Updated on 16 December 2008 | 0 Comments

Consolidation loans may seem the easiest way to deal with multiple debts but beware of the potential snags.

We've all probably seen the plethora of adverts on the telly this month. "In debt? Why not switch all your debts into one easy, lower monthly payment?" Etc...

Consolidation loans aren't necessarily a bad idea. When you've got multiple claims on your cash for various credit cards and loans -- especially if you're in arrears -- the simplicity of rolling all your debts into one monthly payment seems the ideal choice.

After all, your creditors get paid off and stop pestering you, and you can just settle down to making sure that your one simple monthly debt commitment is met for the term of the consolidation loan.

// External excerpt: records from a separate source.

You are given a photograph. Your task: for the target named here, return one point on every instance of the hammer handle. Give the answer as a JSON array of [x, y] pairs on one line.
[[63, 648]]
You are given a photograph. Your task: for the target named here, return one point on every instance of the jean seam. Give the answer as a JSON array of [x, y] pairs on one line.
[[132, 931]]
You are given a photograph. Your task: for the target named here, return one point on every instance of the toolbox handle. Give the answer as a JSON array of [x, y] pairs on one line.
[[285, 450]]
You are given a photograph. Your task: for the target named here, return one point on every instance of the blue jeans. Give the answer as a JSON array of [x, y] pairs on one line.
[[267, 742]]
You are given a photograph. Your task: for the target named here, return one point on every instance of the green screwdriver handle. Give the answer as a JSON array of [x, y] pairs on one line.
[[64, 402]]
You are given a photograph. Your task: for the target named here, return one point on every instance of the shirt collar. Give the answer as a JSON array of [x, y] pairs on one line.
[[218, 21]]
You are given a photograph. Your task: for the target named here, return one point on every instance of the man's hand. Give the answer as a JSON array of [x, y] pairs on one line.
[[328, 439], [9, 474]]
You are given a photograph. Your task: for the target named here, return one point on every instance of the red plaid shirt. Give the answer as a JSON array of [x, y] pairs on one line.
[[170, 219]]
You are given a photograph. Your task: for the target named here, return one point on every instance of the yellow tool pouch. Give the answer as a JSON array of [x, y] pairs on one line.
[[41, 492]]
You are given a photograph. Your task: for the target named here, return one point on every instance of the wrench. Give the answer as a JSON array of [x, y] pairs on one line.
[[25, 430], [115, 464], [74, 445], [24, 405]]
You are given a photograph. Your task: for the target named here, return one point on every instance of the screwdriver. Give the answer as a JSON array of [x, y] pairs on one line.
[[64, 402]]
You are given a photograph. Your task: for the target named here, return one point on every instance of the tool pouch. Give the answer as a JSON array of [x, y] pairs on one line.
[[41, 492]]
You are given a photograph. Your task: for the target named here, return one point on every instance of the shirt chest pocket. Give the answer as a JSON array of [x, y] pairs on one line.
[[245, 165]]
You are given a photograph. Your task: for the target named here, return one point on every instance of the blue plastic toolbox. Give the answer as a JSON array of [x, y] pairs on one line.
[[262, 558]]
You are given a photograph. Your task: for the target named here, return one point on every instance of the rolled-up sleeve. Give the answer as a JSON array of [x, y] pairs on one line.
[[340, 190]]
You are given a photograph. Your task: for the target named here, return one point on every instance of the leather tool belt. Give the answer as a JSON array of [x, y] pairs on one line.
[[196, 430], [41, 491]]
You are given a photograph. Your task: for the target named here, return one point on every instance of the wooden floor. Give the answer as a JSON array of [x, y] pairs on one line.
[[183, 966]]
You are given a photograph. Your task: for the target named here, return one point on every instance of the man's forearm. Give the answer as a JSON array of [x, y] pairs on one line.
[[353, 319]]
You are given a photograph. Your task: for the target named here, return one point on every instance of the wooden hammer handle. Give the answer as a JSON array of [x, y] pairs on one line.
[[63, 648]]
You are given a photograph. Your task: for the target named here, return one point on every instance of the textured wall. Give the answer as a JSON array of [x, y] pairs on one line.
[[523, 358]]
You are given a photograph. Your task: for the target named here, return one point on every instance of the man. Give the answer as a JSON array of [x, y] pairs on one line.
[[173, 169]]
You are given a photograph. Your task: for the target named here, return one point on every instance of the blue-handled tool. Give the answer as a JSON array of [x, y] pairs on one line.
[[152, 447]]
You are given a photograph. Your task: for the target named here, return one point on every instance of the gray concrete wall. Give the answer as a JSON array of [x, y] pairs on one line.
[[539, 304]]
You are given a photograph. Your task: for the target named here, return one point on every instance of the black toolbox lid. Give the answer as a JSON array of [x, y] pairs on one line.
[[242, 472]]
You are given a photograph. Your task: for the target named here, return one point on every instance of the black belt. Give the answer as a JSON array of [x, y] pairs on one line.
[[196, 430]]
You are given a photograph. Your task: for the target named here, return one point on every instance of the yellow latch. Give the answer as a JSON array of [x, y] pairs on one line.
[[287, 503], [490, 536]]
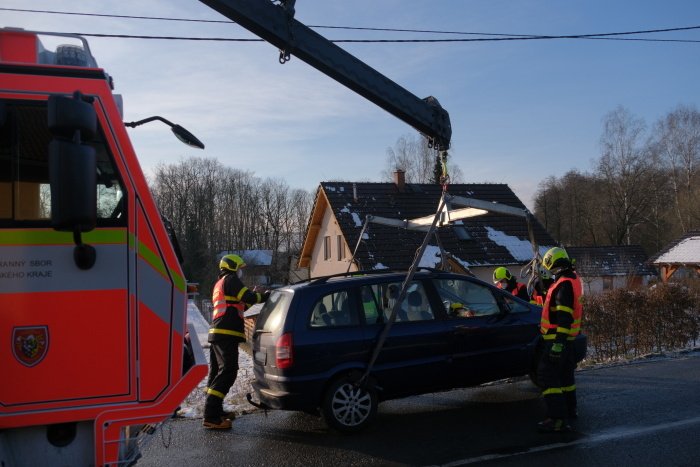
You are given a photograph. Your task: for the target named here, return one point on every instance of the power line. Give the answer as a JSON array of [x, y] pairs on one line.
[[501, 36], [395, 41]]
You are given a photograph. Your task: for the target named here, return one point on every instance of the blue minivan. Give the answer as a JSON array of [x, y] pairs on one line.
[[313, 342]]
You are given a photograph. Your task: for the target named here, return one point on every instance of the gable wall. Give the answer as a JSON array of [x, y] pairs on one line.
[[320, 266]]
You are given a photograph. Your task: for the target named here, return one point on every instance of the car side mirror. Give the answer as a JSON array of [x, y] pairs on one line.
[[73, 171]]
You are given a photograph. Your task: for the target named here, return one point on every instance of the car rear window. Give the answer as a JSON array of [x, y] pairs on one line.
[[273, 312], [333, 310]]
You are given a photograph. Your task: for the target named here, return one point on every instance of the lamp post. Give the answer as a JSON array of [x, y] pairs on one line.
[[181, 133]]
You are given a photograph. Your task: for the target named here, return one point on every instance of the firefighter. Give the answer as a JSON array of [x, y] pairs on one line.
[[506, 281], [230, 299], [542, 284], [560, 324]]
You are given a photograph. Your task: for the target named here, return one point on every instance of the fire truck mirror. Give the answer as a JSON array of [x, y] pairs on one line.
[[68, 116], [73, 180]]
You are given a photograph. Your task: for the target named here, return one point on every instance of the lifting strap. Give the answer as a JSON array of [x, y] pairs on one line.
[[402, 293]]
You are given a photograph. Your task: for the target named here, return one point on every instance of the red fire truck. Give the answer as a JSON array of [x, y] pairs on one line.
[[92, 295]]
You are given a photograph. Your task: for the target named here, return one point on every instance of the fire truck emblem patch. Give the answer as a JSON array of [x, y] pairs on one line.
[[30, 343]]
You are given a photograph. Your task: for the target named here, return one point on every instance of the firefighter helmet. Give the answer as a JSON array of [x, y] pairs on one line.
[[555, 260], [544, 273], [231, 263], [500, 274]]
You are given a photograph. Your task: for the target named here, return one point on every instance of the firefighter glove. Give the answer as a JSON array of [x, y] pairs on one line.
[[555, 352]]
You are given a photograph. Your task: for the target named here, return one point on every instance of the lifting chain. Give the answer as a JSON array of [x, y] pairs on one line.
[[286, 54]]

My beef is not with consolidation loans per se -- it's with the people who don't use them properly because they haven't read the small print thoroughly or because they haven't taken on board the wider picture.

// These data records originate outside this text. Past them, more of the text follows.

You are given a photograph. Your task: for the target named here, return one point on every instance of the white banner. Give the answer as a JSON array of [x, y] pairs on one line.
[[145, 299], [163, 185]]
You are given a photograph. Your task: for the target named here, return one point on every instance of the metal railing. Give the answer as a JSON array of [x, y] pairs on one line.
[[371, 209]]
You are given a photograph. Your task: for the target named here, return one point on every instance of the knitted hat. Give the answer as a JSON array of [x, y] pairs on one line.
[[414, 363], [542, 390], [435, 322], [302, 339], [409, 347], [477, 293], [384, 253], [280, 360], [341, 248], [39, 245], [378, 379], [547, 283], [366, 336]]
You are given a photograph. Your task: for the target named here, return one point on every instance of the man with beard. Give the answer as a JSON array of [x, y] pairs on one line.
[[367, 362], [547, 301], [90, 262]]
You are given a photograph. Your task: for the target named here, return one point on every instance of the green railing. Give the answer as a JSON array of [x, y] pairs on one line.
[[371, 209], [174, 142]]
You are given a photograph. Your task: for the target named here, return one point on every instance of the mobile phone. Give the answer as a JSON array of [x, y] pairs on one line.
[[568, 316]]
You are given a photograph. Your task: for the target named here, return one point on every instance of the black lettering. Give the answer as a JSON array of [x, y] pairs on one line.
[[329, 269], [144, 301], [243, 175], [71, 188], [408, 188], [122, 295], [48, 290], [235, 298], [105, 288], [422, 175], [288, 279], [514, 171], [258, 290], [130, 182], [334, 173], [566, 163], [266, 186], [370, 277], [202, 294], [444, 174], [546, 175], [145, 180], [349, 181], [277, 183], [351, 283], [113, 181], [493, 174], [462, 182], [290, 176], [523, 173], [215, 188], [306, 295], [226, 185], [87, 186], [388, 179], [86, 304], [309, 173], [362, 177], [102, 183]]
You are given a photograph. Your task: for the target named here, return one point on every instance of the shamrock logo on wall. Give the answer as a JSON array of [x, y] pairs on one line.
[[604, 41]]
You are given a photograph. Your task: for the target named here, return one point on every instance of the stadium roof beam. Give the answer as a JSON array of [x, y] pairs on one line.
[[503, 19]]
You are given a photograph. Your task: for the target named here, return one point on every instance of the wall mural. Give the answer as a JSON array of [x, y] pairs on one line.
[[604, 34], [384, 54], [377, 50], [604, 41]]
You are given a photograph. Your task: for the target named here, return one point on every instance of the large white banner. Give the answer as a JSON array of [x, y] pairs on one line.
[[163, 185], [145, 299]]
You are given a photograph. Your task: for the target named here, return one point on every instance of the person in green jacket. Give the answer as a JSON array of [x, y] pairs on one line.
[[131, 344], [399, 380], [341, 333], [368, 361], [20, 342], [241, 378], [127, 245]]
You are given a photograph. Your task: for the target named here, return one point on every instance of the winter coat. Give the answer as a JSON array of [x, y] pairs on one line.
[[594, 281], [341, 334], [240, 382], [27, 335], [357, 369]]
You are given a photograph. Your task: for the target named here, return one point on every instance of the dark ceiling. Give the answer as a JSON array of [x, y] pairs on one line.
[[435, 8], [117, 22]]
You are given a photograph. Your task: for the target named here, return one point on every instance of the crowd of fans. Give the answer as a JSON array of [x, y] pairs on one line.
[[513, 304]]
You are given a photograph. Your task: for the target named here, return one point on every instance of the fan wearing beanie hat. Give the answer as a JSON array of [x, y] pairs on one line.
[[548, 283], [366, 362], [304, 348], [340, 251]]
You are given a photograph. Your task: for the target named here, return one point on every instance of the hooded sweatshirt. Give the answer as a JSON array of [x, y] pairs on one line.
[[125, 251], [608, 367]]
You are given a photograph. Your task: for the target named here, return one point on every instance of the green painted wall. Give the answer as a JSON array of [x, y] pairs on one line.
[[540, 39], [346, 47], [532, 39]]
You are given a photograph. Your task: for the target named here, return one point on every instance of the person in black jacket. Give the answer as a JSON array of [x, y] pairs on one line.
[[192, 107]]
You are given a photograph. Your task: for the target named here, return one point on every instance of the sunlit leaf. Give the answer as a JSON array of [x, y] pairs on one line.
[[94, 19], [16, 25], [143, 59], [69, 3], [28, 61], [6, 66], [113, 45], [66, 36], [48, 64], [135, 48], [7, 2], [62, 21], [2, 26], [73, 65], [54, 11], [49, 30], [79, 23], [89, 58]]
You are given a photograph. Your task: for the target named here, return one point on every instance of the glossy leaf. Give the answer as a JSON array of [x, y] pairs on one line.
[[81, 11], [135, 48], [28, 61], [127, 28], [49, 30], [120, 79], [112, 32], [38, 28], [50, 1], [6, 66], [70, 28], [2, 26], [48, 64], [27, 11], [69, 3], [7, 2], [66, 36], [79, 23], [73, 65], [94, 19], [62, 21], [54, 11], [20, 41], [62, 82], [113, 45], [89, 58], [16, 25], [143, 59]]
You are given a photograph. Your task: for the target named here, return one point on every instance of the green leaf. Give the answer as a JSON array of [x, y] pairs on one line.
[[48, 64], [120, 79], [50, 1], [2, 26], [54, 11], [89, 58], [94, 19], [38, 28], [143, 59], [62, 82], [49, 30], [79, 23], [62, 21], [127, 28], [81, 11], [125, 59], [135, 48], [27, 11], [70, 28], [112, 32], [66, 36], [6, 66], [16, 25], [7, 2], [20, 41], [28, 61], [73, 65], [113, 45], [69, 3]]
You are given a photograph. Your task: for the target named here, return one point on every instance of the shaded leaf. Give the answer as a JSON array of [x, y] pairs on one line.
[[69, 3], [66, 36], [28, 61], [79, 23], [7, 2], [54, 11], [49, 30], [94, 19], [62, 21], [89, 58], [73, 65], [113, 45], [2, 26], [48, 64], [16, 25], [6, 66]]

Here come two important facts:

Firstly, seven out of ten people pay off their loans early, yet repaying early entails penalties.

Secondly, and this is more important, it is very common indeed for people taking out a consolidation loan to give in to the temptation to run up further debts.

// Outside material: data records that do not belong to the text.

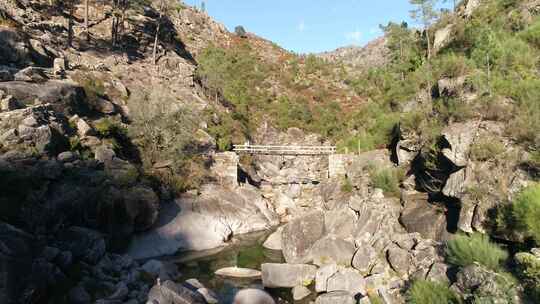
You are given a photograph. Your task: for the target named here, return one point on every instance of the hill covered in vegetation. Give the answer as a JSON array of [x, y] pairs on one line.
[[117, 123]]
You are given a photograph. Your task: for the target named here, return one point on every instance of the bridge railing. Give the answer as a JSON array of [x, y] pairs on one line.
[[285, 150]]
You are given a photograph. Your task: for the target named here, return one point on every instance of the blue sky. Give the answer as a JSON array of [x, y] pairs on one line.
[[306, 26]]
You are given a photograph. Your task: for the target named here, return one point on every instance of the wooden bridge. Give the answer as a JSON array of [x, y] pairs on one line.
[[285, 150]]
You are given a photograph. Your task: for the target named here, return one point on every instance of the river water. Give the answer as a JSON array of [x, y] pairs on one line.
[[245, 251]]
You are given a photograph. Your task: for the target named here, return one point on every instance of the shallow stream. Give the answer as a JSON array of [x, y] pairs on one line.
[[245, 251]]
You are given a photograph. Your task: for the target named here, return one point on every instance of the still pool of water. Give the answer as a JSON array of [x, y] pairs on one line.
[[245, 251]]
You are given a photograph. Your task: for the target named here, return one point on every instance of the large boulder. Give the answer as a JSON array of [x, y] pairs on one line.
[[85, 244], [299, 235], [171, 293], [486, 286], [323, 274], [16, 49], [253, 296], [332, 250], [443, 37], [335, 297], [459, 137], [64, 96], [15, 262], [273, 242], [364, 259], [347, 279], [341, 222], [399, 259], [420, 216], [204, 222], [142, 205], [287, 275]]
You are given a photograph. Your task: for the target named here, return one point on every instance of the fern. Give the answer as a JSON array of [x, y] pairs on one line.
[[466, 250]]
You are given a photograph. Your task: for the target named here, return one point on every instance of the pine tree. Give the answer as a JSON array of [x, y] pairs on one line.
[[426, 14]]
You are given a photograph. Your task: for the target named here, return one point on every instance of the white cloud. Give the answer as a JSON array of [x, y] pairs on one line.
[[301, 26], [355, 36], [374, 30]]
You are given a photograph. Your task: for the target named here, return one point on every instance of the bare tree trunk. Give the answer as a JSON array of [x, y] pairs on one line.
[[401, 58], [154, 55], [70, 27], [488, 73], [429, 43], [86, 27]]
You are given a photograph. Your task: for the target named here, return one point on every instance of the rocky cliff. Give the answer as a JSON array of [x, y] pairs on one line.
[[115, 147]]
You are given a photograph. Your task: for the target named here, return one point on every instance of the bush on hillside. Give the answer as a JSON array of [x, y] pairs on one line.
[[487, 149], [532, 33], [387, 179], [466, 250], [428, 292], [526, 211], [529, 271], [451, 65]]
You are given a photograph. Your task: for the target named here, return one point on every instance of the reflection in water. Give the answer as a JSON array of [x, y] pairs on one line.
[[247, 252]]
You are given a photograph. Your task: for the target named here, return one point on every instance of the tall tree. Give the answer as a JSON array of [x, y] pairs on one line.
[[86, 27], [425, 13], [405, 52]]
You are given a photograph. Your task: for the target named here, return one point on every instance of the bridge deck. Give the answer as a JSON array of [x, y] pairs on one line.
[[285, 150]]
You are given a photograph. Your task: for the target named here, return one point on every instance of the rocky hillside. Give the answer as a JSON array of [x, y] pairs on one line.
[[373, 54], [115, 142]]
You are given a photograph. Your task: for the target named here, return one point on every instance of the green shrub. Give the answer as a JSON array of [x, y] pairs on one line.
[[526, 211], [387, 179], [428, 292], [486, 149], [532, 33], [529, 271], [453, 110], [346, 186], [107, 127], [466, 250], [451, 65]]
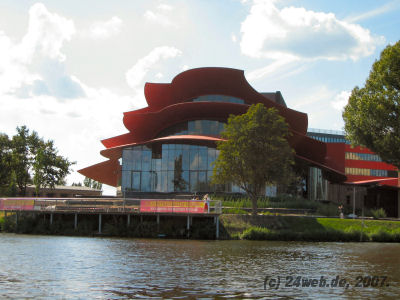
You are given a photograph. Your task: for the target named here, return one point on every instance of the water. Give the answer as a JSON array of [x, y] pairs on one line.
[[110, 268]]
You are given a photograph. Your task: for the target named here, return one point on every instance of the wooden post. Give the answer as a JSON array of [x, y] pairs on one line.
[[354, 201], [188, 226], [217, 228], [99, 223]]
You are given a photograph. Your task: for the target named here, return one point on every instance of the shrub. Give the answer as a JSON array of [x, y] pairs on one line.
[[255, 233], [378, 213]]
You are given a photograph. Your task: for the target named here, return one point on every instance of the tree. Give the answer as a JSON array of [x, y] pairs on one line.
[[88, 182], [27, 158], [256, 152], [49, 168], [372, 114], [5, 162]]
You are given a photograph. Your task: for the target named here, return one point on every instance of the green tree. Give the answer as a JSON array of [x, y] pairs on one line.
[[372, 115], [256, 152], [27, 158], [88, 182], [49, 168], [5, 163]]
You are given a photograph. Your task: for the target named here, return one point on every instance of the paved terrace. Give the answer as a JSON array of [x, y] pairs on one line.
[[114, 206]]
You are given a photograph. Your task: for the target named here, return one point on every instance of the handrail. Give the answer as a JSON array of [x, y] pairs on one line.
[[122, 205]]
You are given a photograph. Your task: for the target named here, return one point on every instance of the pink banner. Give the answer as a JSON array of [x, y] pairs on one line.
[[16, 204], [173, 206]]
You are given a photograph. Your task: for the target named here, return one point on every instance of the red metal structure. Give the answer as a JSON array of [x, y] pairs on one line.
[[172, 103]]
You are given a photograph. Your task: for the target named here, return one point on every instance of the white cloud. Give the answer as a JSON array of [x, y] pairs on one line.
[[271, 32], [161, 15], [136, 74], [233, 38], [164, 7], [275, 66], [341, 100], [35, 66], [104, 30], [375, 12]]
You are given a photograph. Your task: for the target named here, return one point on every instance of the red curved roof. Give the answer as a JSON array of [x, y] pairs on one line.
[[169, 104]]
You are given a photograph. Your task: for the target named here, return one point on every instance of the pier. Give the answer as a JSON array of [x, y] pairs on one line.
[[103, 207]]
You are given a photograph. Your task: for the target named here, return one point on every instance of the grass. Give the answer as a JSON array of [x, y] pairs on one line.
[[283, 201], [309, 229]]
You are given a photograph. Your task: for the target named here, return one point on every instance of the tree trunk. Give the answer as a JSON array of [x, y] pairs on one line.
[[254, 204]]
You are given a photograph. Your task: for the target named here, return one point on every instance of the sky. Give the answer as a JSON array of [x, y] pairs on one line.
[[69, 69]]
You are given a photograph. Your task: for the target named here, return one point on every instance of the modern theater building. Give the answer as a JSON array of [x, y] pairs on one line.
[[171, 144]]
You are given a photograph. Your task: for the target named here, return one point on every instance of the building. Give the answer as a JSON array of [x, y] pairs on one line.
[[171, 144], [370, 181], [62, 191]]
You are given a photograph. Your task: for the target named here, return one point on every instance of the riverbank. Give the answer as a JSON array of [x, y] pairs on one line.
[[232, 226], [295, 228]]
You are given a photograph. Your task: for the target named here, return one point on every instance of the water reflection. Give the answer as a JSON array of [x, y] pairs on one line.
[[72, 267]]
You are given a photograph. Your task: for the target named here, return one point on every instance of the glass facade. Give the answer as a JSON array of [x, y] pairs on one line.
[[170, 168], [371, 172], [362, 156], [218, 98], [317, 185], [327, 138], [195, 127]]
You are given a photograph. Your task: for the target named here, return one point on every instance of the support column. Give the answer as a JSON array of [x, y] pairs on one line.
[[354, 201], [99, 223], [398, 204], [188, 226], [217, 229]]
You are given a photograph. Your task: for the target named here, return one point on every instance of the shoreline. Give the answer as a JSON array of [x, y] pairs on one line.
[[232, 227]]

All those newly paid-off credit cards will subsequently have sizeable spending limits available and it's hard to resist using them -- especially when you've been steadily and dutifully paying off your consolidation loan for six months or more. At that stage you may feel entitled to 'reward' yourself with a new telly/laptop/holiday. The result is invariably more debt.

The Motley Fool has said on many occasions that the things to look out for when taking out any type of personal loan are that it should be:

  • flexible (in case you can pay it off early or can afford to overpay);

  • unsecured (so you don't immediately put your home at risk);

  • at a fixed interest rate (so you don't get surprised with a sudden interest rate rise);

  • uninsured - ie: avoid payment protection insurance unless you're absolutely sure you need it. Not only could it increase the cost of your loan by as much as a third but most people never claim on it.

It's also very important to shop around and to compare Annual Percentage Rates (APRs) and the Total Amount Repayable (TAR). Lenders calculate interest rates in different ways so it's important to check how much a loan will actually cost you in terms of real money.

The fact is consolidation loans can be a very good answer to multiple debt problems if handled sensibly. But there are serious pitfalls if they're not!